Ongoing load shedding, a further 50 basis-points hike in interest rates and inflation remaining sticky (especially food price inflation) were all factors that were holding the economy at ransom.

Early indications suggest economic growth stagnated in quarter one, with the BETI signalling the strong possibility of a negative quarterly growth rate in quarter one 2023. The March BETI was 1.7% lower than in the quarter ending December 2022.

The standardised nominal value of transactions that cleared through BankservAfrica in March was R1.19 trillion compared to February’s R1.17 trl, while the number of transactions increased notably from 133 million in February to an all-time high of 149 million in March 2023, a monthly increase of 12.1%, according to Naidoo.

Independent economist Elize Kruger said it was becoming increasingly clear that the weakness in the economy had become quite broad-based with most sectors under severe pressure.

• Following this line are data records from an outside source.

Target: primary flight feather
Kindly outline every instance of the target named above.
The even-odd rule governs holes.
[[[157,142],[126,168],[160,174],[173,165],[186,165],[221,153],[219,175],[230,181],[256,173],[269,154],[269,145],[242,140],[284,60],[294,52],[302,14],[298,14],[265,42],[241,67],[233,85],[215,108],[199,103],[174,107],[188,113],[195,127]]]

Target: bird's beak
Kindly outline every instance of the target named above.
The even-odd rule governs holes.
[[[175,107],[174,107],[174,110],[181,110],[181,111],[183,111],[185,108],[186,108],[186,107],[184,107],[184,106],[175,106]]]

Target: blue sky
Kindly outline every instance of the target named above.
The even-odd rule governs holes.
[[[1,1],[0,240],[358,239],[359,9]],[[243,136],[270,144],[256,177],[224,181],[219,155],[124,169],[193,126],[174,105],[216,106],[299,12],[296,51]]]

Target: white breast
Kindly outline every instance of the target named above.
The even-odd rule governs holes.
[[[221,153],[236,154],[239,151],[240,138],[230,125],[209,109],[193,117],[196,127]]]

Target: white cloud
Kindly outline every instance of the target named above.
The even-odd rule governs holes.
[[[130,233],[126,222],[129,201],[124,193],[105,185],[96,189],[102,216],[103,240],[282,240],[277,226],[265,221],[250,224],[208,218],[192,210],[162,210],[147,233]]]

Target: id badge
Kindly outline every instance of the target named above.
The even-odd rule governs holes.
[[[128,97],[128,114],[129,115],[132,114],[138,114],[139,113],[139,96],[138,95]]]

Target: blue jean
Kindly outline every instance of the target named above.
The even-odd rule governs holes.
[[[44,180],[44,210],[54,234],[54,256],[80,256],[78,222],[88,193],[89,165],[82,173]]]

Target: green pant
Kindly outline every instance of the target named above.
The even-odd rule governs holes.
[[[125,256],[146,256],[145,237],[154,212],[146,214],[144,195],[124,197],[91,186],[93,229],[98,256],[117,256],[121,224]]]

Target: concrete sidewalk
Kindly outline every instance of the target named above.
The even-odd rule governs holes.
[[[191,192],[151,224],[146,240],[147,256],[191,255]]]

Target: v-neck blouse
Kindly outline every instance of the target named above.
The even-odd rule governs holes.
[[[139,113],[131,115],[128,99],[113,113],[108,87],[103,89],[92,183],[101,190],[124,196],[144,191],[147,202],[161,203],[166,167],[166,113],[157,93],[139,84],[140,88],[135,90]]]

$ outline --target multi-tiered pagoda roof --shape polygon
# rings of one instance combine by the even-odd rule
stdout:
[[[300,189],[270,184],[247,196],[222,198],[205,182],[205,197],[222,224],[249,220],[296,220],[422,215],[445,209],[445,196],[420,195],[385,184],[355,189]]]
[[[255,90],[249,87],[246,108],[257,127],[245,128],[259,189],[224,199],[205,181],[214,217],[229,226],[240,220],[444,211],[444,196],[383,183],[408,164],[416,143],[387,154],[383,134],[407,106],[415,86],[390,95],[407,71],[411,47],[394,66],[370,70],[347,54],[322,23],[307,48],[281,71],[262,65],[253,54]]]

Kruger said the ongoing moderation in the BETI, after only two months of marginal improvement in December last year and January this year, confirmed that the environment remained challenging and that the economy remained in a ‘muddle-along-little-thriving’ narrative. “While actions were recently taken and projects have been announced in the energy and transport sectors of the economy, South Africans should prepare themselves for ‘more of the same’ for longer than hoped for,” she said.

Investec economist Annabel Bishop said household finances were under pressure, with salaries weakening in both real and nominal terms and confidence was low.

“Early consumer data for February shows that the BankservAfrica Take-home Pay Index, or BTPI, continues to contract on the year, by -1.8% y/y in February in nominal terms (to R15 186 monthly) and -8.3% y/y in real terms (R14 225).

“The actual number of salaries, as opposed to the rand value, fell on a monthly basis in December and January but BankservAfrica says ‘less than a thousand jobs were created in February’, as ‘the job market stabilised’.

“The fall in annual salaries, both in nominal (or actual), and real (or inflation adjusted terms) should be viewed against the difficult environment businesses face in South Africa’s high operating cost environment, due not least from electricity load shedding,” she said.

Bishop added that companies were also operating in a high interest rate environment, the highest in 14 years, which was adding to the restrictive conditions, while economic demand is subdued, and inflation was still high historically for South Africa, near 2009 highs.